Did Steve Jobs have any awareness of this show? Oh, yes he knew all about it. People sent him hundred of emails and he respond to a large number of them. And sometimes those people would forward those emails to me. It really varied, I mean we're all different depending on who's writing to us. We're different people in different times of the day. I talk about this in the monologue, in fact. I met him in 2002 and he's one of the sharpest people I've ever met, and he was dedicated to his design and his skill and his extreme competency.

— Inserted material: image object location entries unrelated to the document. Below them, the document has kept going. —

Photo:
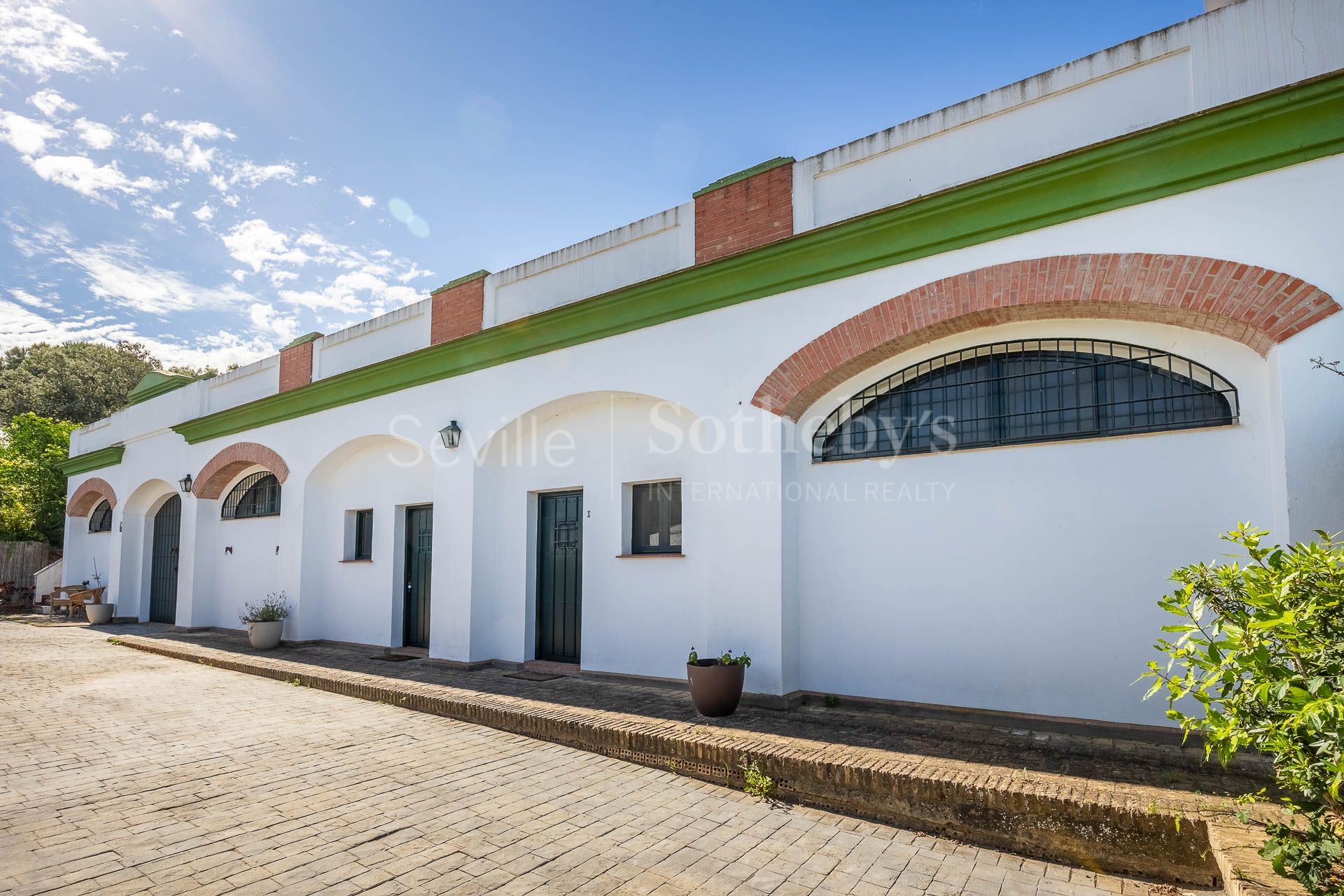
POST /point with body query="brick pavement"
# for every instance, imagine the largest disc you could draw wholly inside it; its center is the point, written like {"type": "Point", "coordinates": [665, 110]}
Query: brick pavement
{"type": "Point", "coordinates": [128, 773]}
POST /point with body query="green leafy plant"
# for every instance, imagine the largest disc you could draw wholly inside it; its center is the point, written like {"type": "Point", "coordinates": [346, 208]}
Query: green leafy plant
{"type": "Point", "coordinates": [1260, 660]}
{"type": "Point", "coordinates": [756, 782]}
{"type": "Point", "coordinates": [726, 660]}
{"type": "Point", "coordinates": [273, 609]}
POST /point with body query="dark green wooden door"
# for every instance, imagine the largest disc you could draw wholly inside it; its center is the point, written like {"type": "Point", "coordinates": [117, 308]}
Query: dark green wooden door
{"type": "Point", "coordinates": [420, 548]}
{"type": "Point", "coordinates": [559, 575]}
{"type": "Point", "coordinates": [163, 562]}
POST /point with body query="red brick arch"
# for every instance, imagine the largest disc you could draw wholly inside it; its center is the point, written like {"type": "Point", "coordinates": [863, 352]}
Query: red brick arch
{"type": "Point", "coordinates": [225, 466]}
{"type": "Point", "coordinates": [88, 496]}
{"type": "Point", "coordinates": [1249, 304]}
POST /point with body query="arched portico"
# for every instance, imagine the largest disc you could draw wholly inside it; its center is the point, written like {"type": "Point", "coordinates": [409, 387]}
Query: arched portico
{"type": "Point", "coordinates": [88, 496]}
{"type": "Point", "coordinates": [1245, 302]}
{"type": "Point", "coordinates": [222, 469]}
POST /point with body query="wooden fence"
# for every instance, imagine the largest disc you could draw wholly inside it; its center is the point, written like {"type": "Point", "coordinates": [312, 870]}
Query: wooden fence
{"type": "Point", "coordinates": [20, 559]}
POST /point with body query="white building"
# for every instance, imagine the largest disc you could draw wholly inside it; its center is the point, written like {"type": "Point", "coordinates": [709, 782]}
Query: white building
{"type": "Point", "coordinates": [1077, 314]}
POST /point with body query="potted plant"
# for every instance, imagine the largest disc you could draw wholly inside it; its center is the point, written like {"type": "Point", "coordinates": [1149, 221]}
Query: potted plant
{"type": "Point", "coordinates": [265, 621]}
{"type": "Point", "coordinates": [717, 682]}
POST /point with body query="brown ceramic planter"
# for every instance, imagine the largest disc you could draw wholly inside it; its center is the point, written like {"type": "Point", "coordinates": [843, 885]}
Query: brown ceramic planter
{"type": "Point", "coordinates": [715, 690]}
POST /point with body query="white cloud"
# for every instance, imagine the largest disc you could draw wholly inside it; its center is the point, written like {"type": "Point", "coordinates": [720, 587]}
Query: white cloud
{"type": "Point", "coordinates": [96, 134]}
{"type": "Point", "coordinates": [50, 102]}
{"type": "Point", "coordinates": [29, 298]}
{"type": "Point", "coordinates": [253, 175]}
{"type": "Point", "coordinates": [254, 244]}
{"type": "Point", "coordinates": [41, 42]}
{"type": "Point", "coordinates": [26, 134]}
{"type": "Point", "coordinates": [368, 202]}
{"type": "Point", "coordinates": [88, 178]}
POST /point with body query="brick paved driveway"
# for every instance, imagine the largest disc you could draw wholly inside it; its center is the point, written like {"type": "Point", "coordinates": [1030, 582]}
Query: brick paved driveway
{"type": "Point", "coordinates": [127, 773]}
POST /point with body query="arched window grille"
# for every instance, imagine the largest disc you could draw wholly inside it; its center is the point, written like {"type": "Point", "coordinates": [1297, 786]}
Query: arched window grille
{"type": "Point", "coordinates": [255, 495]}
{"type": "Point", "coordinates": [1046, 390]}
{"type": "Point", "coordinates": [101, 517]}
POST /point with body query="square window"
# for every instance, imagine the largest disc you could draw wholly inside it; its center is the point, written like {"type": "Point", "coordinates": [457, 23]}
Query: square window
{"type": "Point", "coordinates": [656, 517]}
{"type": "Point", "coordinates": [363, 535]}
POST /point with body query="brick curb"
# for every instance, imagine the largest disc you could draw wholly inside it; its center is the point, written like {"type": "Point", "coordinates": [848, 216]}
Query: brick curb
{"type": "Point", "coordinates": [1101, 827]}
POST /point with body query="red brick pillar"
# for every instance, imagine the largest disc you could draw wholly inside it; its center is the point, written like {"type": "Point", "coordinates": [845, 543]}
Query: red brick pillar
{"type": "Point", "coordinates": [296, 363]}
{"type": "Point", "coordinates": [745, 210]}
{"type": "Point", "coordinates": [457, 308]}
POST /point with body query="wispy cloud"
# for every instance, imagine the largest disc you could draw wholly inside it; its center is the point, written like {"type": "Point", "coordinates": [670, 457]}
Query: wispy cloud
{"type": "Point", "coordinates": [41, 42]}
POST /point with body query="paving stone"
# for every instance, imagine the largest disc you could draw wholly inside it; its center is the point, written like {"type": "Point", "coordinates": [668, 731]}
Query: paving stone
{"type": "Point", "coordinates": [125, 773]}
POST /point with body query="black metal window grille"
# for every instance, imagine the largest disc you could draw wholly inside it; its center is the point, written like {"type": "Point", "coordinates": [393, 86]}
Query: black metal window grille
{"type": "Point", "coordinates": [1026, 391]}
{"type": "Point", "coordinates": [257, 495]}
{"type": "Point", "coordinates": [101, 519]}
{"type": "Point", "coordinates": [363, 535]}
{"type": "Point", "coordinates": [656, 519]}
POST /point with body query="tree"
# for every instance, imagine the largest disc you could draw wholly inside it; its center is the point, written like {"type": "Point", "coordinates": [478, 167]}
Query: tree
{"type": "Point", "coordinates": [81, 382]}
{"type": "Point", "coordinates": [33, 488]}
{"type": "Point", "coordinates": [1261, 653]}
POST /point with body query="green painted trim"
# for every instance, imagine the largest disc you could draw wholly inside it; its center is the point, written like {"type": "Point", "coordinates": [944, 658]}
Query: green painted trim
{"type": "Point", "coordinates": [1273, 131]}
{"type": "Point", "coordinates": [300, 340]}
{"type": "Point", "coordinates": [109, 456]}
{"type": "Point", "coordinates": [743, 175]}
{"type": "Point", "coordinates": [156, 383]}
{"type": "Point", "coordinates": [465, 279]}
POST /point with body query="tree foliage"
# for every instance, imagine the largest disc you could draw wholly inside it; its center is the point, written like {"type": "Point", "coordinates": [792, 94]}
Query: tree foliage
{"type": "Point", "coordinates": [81, 382]}
{"type": "Point", "coordinates": [33, 488]}
{"type": "Point", "coordinates": [1260, 650]}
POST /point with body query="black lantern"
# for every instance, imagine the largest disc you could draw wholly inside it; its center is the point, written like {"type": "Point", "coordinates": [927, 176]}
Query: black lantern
{"type": "Point", "coordinates": [452, 434]}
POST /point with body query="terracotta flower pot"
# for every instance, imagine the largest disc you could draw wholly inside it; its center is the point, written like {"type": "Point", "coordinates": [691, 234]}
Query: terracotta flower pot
{"type": "Point", "coordinates": [265, 636]}
{"type": "Point", "coordinates": [100, 614]}
{"type": "Point", "coordinates": [715, 690]}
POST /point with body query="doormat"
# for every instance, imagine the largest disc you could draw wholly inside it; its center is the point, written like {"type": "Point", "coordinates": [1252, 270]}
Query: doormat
{"type": "Point", "coordinates": [527, 675]}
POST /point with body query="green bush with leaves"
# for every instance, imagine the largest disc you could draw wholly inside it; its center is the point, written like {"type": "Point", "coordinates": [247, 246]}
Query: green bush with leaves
{"type": "Point", "coordinates": [33, 488]}
{"type": "Point", "coordinates": [1260, 650]}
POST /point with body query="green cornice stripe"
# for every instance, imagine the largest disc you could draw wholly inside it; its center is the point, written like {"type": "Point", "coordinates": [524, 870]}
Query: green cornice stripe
{"type": "Point", "coordinates": [156, 383]}
{"type": "Point", "coordinates": [300, 340]}
{"type": "Point", "coordinates": [743, 175]}
{"type": "Point", "coordinates": [109, 456]}
{"type": "Point", "coordinates": [464, 279]}
{"type": "Point", "coordinates": [1284, 128]}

He always wanted to be extremely great as a designer and make Apple great as a company, so he was certainly not ignorant of anything that happened. I think Steve knew exactly what he was doing and he made choices... He started a company that began making pirate boxes to hack into the telephone companies, and today it is the most locked-down computing system in the world, you know? He's come a long way from where he started, and some parts of that legacy are very exciting and fantastic, especially for someone like me who's followed Apple the entire time and saw it almost die in the mid-'90s. And some parts are heartbreaking. And I think that if Steve could see the arc of it from his youth to now I think he would acknowledge that he's fallen pretty short of a lot of the ideals he espoused as a youth, and a lot of the things Apple stood for when it began. It's a very different place.